Pavel Sanikovich

Posted on Nov 23

High-Performance Marshaling Strategies in Go — What Actually Works at Scale

#go #performance #bench #senior

Marshaling sounds like a solved problem.
You call json.Marshal or proto.Marshal, send the bytes across the wire, and move on with your life.

But once you hit real load — tens of thousands of messages per second, strict p95 budgets, or aggressive CPU constraints — marshaling becomes one of the biggest sources of latency, garbage, and inefficiency.

I didn’t believe it at first either.
Then I profiled a production system and saw 20–40% of CPU time spent on serialization alone.

In this final article of the series, I’ll walk through every marshaling strategy that actually matters, why it works, where it fails, and how to choose the right approach depending on your system’s requirements.

Let’s get into it.

1. The Truth About Marshaling: It’s Always on the Hot Path

You can usually optimize:

DB queries
cache lookups
goroutine pools
handlers

…but marshaling happens every single time you:

respond to a client
publish an event
log structured data
serialize to Redis
write to Kafka or Redpanda
store snapshots

Marshaling is unavoidable — which makes it one of the highest-ROI optimizations.

When we optimized it in a highload Go service, we saw:

p95 latency: −40%
CPU: −22%
GC pauses: much smoother
memory footprint: reduced
node count: went from 10 → 7

All from marshaling improvements.

2. Strategy #1 — “Faster JSON” (But Still JSON)

A lot of teams start here because:

JSON is universal
JSON is easy
JSON works
JSON has tooling everywhere

And yet, encoding/json is painfully slow.
Reflection-heavy. Alloc-heavy. Predictably unpredictable.

If you must keep JSON, these are your options:

Option A: jsoniter (drop-in, fastest JSON)

import jsoniter "github.com/json-iterator/go"

var json = jsoniter.ConfigCompatibleWithStandardLibrary

data, _ := json.Marshal(v)

Pros:

drop-in replacement
easy adoption
faster than stdlib

Cons:

not the fastest JSON possible
still allocates
still string-based

Good for: APIs, moderate load.

Option B: easyjson (codegen, zero reflection)

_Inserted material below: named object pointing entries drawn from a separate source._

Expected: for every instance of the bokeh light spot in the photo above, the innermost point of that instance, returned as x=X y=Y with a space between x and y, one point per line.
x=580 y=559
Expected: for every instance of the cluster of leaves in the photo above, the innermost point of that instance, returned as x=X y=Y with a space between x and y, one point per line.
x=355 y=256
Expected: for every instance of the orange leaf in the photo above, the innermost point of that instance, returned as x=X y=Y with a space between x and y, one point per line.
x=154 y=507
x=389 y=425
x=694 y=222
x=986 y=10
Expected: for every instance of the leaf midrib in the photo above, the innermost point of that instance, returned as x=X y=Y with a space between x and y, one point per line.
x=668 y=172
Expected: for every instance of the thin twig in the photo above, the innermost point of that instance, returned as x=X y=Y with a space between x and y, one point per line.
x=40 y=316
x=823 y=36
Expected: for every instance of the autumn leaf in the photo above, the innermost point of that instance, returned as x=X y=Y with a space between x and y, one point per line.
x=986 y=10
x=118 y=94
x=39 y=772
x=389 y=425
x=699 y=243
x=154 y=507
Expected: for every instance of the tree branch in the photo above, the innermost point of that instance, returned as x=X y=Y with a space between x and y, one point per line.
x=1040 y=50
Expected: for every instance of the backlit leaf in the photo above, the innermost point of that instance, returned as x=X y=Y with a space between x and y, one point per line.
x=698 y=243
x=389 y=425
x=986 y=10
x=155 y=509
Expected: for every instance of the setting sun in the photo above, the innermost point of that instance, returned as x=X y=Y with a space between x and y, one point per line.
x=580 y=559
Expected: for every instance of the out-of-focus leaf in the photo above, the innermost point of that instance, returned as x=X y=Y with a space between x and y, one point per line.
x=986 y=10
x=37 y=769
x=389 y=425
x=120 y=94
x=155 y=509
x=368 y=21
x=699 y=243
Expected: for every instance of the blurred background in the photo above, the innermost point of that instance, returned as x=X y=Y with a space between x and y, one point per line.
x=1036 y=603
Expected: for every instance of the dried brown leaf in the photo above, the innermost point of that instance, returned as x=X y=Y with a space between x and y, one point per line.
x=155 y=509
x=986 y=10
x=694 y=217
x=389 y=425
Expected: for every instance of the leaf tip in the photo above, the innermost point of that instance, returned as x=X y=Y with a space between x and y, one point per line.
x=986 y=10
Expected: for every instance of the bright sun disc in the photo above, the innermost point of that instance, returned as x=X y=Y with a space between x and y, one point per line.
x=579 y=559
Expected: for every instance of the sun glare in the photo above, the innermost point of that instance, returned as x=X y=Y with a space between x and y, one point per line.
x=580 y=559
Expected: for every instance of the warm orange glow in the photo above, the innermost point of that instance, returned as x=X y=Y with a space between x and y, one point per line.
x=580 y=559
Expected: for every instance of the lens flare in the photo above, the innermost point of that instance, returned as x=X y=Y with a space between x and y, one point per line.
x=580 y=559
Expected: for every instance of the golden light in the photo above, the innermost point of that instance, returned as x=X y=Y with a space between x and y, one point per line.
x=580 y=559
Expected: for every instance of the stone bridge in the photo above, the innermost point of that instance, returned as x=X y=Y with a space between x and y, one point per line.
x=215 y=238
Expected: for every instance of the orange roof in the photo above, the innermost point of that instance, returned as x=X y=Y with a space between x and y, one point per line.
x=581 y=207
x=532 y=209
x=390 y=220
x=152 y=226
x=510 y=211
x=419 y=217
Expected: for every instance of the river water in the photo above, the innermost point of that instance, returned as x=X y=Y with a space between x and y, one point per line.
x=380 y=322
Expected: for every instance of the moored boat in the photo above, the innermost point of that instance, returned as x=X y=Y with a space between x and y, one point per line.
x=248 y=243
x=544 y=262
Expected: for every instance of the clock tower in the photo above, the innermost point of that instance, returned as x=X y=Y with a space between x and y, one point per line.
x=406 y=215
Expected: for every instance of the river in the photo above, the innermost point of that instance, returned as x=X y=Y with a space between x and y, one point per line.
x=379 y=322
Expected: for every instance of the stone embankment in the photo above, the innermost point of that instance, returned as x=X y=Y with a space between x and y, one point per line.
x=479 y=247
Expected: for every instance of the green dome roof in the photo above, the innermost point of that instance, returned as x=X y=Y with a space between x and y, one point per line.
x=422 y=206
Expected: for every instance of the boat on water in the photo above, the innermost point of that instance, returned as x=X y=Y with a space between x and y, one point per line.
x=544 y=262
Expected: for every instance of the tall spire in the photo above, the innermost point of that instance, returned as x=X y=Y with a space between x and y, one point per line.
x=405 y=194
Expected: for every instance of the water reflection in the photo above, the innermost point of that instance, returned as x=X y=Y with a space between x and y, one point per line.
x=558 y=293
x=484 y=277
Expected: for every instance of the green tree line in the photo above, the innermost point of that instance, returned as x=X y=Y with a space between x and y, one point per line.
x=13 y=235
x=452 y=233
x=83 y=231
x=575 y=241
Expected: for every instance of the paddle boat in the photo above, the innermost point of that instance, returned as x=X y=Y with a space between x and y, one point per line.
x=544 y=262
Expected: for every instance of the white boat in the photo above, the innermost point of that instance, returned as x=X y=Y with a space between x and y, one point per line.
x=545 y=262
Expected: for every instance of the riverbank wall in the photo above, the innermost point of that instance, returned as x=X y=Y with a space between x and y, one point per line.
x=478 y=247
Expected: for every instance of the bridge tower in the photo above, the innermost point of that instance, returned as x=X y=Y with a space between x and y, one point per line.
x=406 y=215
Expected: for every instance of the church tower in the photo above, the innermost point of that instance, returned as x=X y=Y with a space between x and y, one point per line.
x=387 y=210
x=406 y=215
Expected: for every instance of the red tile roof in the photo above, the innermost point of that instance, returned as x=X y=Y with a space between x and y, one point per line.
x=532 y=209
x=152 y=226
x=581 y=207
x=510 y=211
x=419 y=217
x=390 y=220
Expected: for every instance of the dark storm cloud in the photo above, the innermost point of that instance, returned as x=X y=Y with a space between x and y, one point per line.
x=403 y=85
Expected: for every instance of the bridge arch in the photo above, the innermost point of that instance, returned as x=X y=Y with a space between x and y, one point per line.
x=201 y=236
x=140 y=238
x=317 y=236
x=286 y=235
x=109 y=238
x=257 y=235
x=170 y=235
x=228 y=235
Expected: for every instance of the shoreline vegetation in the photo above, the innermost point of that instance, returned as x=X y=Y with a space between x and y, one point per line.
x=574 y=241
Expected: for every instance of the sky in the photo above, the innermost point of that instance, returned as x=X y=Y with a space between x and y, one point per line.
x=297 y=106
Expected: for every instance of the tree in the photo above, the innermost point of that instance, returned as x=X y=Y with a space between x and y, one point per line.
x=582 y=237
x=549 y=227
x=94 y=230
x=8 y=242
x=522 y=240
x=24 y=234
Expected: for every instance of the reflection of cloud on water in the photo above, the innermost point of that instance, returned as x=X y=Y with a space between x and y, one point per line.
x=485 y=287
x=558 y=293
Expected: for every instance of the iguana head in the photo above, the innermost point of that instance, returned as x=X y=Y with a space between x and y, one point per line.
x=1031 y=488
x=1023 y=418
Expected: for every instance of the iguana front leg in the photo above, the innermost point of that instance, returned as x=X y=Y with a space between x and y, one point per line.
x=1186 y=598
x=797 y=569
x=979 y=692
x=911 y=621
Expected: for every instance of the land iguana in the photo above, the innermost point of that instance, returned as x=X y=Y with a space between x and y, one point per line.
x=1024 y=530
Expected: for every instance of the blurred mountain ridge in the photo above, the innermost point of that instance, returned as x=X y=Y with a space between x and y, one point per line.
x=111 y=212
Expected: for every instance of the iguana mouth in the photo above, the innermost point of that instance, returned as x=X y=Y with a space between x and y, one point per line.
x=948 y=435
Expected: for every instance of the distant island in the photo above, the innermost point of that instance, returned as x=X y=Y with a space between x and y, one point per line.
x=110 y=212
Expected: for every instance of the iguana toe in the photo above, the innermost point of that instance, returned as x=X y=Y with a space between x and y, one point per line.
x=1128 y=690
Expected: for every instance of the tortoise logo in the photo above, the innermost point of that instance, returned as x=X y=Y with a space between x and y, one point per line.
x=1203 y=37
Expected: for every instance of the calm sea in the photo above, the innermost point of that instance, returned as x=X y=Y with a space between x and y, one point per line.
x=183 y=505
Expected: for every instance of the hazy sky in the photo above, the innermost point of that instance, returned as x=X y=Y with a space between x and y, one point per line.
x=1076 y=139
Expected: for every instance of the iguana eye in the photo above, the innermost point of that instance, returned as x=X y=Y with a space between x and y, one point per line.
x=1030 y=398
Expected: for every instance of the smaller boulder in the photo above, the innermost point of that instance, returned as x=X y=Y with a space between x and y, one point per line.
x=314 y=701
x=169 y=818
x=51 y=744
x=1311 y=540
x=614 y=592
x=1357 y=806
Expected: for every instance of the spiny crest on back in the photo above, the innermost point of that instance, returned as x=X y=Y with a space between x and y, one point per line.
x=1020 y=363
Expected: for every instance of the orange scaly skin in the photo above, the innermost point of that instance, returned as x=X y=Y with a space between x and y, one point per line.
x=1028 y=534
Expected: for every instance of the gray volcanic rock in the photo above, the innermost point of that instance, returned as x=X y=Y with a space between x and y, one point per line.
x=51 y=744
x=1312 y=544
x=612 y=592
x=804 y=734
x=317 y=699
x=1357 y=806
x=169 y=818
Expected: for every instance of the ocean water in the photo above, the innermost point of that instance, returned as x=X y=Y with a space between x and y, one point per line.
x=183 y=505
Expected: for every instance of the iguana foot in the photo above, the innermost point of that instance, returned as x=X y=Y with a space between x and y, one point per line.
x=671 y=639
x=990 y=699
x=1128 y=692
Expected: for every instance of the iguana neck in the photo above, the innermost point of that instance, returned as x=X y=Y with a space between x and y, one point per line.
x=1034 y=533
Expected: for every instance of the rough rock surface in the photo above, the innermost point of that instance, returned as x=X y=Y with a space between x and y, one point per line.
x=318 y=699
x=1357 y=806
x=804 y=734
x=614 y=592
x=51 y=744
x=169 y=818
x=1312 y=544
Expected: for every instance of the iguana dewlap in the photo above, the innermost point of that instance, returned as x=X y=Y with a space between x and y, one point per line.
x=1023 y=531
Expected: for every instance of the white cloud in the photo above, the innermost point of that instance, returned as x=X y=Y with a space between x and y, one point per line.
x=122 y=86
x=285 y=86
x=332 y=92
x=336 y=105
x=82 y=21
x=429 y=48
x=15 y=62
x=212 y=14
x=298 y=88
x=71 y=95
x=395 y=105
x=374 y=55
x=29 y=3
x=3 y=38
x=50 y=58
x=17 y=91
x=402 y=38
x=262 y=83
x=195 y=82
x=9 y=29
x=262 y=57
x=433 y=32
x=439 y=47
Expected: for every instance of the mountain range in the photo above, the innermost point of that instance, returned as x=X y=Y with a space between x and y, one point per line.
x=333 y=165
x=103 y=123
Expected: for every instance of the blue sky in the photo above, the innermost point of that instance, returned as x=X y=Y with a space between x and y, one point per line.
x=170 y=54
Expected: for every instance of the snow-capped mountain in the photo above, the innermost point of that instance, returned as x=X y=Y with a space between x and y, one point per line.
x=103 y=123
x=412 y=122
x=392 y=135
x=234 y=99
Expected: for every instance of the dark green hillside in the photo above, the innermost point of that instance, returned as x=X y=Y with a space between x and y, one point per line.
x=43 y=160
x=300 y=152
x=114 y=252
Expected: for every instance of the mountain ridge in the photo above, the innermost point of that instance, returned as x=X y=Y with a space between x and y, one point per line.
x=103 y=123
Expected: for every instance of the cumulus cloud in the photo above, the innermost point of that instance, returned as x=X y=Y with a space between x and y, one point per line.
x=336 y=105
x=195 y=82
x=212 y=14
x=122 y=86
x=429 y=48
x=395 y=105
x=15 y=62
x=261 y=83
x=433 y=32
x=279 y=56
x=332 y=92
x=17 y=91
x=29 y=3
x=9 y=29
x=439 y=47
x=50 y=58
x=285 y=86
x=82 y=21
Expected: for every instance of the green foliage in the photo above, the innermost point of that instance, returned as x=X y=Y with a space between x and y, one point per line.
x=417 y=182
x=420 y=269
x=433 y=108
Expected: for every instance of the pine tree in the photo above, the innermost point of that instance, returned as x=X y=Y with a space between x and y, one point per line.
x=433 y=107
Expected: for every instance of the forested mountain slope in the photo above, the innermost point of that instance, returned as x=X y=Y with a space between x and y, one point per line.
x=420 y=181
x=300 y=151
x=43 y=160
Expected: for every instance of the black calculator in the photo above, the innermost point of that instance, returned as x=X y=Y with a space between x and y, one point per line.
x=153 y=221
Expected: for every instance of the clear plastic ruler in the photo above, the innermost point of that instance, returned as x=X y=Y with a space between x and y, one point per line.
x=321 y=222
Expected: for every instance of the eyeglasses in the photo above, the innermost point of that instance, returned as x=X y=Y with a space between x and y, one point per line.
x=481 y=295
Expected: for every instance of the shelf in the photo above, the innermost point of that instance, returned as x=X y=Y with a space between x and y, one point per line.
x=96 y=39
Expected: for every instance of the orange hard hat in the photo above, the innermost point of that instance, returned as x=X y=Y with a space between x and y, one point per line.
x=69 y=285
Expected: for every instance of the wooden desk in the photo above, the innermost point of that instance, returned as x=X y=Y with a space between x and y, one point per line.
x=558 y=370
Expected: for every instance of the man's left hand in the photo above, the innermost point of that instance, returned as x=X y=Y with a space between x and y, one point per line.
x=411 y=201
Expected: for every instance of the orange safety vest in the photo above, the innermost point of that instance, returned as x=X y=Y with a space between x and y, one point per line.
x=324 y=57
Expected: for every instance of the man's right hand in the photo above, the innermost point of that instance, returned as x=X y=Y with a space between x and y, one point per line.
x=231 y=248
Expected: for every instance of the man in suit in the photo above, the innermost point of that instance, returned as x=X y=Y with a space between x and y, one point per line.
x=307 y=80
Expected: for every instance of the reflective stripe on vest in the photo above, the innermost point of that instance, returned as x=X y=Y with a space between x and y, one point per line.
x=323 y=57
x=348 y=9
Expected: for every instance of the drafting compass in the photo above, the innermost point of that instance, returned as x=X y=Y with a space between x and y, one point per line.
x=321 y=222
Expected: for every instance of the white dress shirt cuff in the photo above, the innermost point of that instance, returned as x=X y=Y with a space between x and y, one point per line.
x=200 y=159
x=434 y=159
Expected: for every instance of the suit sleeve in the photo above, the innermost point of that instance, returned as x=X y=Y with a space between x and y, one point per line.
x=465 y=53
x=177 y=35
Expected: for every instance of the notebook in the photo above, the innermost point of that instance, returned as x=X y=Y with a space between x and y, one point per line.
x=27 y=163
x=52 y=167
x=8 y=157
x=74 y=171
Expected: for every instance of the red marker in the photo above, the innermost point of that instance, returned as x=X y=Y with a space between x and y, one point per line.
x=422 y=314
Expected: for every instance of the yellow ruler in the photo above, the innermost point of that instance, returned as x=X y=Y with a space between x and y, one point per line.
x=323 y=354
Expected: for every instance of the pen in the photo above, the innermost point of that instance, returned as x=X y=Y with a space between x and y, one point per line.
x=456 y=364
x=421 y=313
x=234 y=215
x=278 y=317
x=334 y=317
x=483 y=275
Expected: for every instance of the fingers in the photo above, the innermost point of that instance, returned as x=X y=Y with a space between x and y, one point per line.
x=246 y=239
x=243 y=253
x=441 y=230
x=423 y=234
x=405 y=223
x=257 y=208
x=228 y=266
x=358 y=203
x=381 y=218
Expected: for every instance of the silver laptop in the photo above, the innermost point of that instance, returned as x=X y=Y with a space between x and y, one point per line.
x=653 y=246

Generate struct-specific serializers:

easyjson -all model.go

Pros:

massive speed increase (up to 2–3x)
near-zero reflection
fewer allocations
stable, widely used

Cons:

code generator boilerplate
must remember to re-generate

Good for: High-performance JSON systems.

Option C: gojay (streaming-based, insane speed)

For very large JSON payloads, gojay outperforms everyone.

Good for: Huge arrays, logs, bulk data.

3. Strategy #2 — Switch to Binary Formats

JSON is text. Text is slow.

Binary formats solve the problem from both ends:

smaller payload
faster encode/decode

The two strongest contenders:

MessagePack

import "github.com/vmihailenco/msgpack/v5"

data, _ := msgpack.Marshal(v)

Pros:

3× faster than JSON
schema-flexible
smaller payloads
drop-in over JSON

Cons:

still not the fastest
still allocates
requires consumer compatibility

Protobuf

data, _ := proto.Marshal(msg)

Pros:

5–10× faster than JSON
smallest payloads
strongly typed
versioning support
industry standard

Cons:

requires .proto
must maintain schemas
learning curve

Good for: Microservices, highload, RPC, messaging.

$ 4. Strategy #3 — Code Generation

Codegen is the “safe” way to get the performance of unsafe/low-level code without using unsafe.

Types of codegen serializers:

easyjson (JSON)
ffjson (JSON)
msgp (MessagePack codegen)
protoc (Protobuf)
flatbuffers
capnproto

Advantages:

no reflection
predictable performance
fewer allocations
static typing
extremely fast

Disadvantages:

codegen step
build complexity
more generated code to audit

If you want maximum speed without unsafe, this is the way.

5. Strategy #4 — Buffer Reuse and Preallocation

Reflection is slow — but allocation is worse.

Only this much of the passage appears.